Finishing the reading material about verbs, it is time to write another post:

Continue your observation list of the scene you observed for Unit 3, Journal Assignment 1 by noting several vivid action verbs. Revise some of your sentences using action verbs and/or write 2-3 new sentences with action verbs. Try not to use any of the forms of “to be” (is, are, was, etc.).  Underline the action verbs in your sentences. Again, you will want to keep all of these sentences at hand as you do the peer reviewed writing at the end of the unit.

I try to look at my previous list, and underline the action verbs:

  1. Mom is waving out of the balcony wishing me a good day.
  2. The two kids are holding their little hands together and signing a sweet song.
  3. A little girl, carrying a heavy bag on her back, is bitterly crying.
  4. I think she wants to cross the road.
  5. Workers gather in groups to take a taxi.
  6. Drivers set a competition ignoring all the screams and shouts of people around.
  7. Everyone in the street seems so busy.
  8. Those two high school boys are crazily riding their bicycles.
  9. Her lovely smile is still stuck in my mind.

Some new sentences with more action verbs:

  1. The little kids stopped singing and chased a small dog trying to pull its tail.
  2. Workers waited long for this day.
  3. The little girl loudly laughed when the two boys fell off their bicycles.

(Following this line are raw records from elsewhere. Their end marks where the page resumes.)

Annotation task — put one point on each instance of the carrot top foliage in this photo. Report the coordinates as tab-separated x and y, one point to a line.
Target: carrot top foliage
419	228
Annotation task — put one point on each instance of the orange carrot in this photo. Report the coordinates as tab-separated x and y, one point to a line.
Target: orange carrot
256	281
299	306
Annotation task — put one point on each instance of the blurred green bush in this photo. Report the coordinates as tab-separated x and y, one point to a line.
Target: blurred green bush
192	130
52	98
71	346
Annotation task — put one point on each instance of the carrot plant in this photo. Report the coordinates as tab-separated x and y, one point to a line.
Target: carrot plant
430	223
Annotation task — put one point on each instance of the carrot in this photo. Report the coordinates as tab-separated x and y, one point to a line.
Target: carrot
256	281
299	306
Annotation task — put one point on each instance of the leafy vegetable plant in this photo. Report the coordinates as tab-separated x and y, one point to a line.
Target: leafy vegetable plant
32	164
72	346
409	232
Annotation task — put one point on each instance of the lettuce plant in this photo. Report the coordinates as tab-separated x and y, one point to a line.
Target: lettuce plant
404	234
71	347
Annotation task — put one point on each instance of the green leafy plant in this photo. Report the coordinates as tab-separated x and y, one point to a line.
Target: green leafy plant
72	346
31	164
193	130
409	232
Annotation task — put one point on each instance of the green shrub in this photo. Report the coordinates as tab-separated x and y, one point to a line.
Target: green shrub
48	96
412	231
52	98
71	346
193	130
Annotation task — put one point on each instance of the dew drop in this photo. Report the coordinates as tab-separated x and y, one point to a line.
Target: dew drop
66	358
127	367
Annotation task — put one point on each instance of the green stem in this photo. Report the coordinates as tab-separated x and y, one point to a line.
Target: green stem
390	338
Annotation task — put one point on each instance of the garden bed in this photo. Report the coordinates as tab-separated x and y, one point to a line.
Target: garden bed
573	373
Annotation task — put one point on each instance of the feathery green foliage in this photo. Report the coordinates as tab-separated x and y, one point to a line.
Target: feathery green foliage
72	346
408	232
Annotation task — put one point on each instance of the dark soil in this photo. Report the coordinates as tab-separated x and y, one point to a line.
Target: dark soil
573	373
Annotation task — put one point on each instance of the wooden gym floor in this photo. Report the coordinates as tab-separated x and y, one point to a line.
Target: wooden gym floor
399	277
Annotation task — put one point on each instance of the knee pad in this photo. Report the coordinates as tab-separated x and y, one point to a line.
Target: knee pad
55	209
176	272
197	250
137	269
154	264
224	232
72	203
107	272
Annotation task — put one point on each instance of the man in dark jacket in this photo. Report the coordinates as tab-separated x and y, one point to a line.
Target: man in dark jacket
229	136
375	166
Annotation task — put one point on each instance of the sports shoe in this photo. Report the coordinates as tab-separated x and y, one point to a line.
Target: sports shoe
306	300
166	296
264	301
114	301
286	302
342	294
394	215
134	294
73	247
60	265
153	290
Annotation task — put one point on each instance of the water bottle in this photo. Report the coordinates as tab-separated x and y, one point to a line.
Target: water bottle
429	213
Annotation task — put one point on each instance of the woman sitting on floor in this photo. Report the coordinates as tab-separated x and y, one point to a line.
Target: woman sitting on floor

Although this activity is valuable because it raises my awareness to a certain part of speech (e.g., action verbs … ), writing the whole description of the scene previously selected needs more verbs and other vocabulary. If I stick to these actions, it impedes my creativity. I spent much time to write these simple sentences. I don’t know why? On the other hand, I find it so easy when I respond to the forum threads and discuss topics with my colleagues. I guess thinking too much about what I’m going to write stifles my fluency of writing as my friend Debbie said in one of her comments here.